In order to expand our study, I teamed up with Dr. Gabrielle Rocque at University of Alabama Birmingham who is identifying extreme survivors using SEER-Medicare. In addition, she has developed innovative approaches to evaluate the treatment patterns of extreme survivors. We submitted a grant proposal to Avon Breast Cancer Crusade to enroll large numbers of extreme survivors across the U.S. and beyond to complete a survey, and to allow us to re-contact them for a substudy of genomic and immunologic features of the cancer.

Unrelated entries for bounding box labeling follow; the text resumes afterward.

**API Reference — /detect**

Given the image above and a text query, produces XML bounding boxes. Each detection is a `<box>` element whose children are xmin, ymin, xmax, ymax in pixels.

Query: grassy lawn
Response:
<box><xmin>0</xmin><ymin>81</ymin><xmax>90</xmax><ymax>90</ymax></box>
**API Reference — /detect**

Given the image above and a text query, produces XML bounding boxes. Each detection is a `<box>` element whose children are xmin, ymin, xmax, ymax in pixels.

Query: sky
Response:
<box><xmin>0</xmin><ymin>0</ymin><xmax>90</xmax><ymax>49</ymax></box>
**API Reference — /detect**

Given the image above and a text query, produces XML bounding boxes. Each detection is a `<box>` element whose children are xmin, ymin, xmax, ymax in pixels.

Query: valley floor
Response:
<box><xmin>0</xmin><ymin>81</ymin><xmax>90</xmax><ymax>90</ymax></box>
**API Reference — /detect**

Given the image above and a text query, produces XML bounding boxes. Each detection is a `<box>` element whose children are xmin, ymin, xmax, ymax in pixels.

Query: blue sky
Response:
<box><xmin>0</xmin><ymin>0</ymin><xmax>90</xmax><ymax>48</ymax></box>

Dr. Susan Love’s Army of Women also collaborated in getting the word out. Additionally, leaders at The Metastatic Breast Cancer Alliance offered critical feedback on our survey. These and other advocates have asked us to share de-identified patient-level data to the research community to maximize the value of these data in learning about metastatic breast cancer and helping survivors.
Many physicians have extreme survivors with metastatic breast cancer in their practice. We invite these physicians to participate by notifying their patients of this project.
Participation is initiated by survivors who choose to visit our website and select ‘Participate Now.’ People living with metastatic breast cancer need not be long-term survivors to participate in the survey. However, we anticipate at least 1,000 long-term survivors to participate. Those who fill out the survey will allow us to gain critical information about treatment patterns, comorbid illnesses, diet, exercise, and habits.
We plan to recontact about 50 of the most extreme long-term survivors with available archived tumor samples to participate in an optional substudy of genomic analyses of tumor and saliva. If we identify common features of the long-term survivors, we hope to make this information available to physicians and survivors with metastatic breast cancer.
We hope that this information may allow others to become long-term survivors, but it may also be useful to identify who are likely long-term survivors at the outset of a breast cancer diagnosis. It may be that these individuals can be treated in a distinct way. For example, if the intrinsic features of the tumor or their immune system dictate a very indolent type of breast cancer, it may be possible to de-escalate treatment and rely primarily on endocrine and/or targeted therapies.
As with our 40-year survivors, we may identify a group for whom ‘observation’ is a valid approach even for metastatic breast cancer.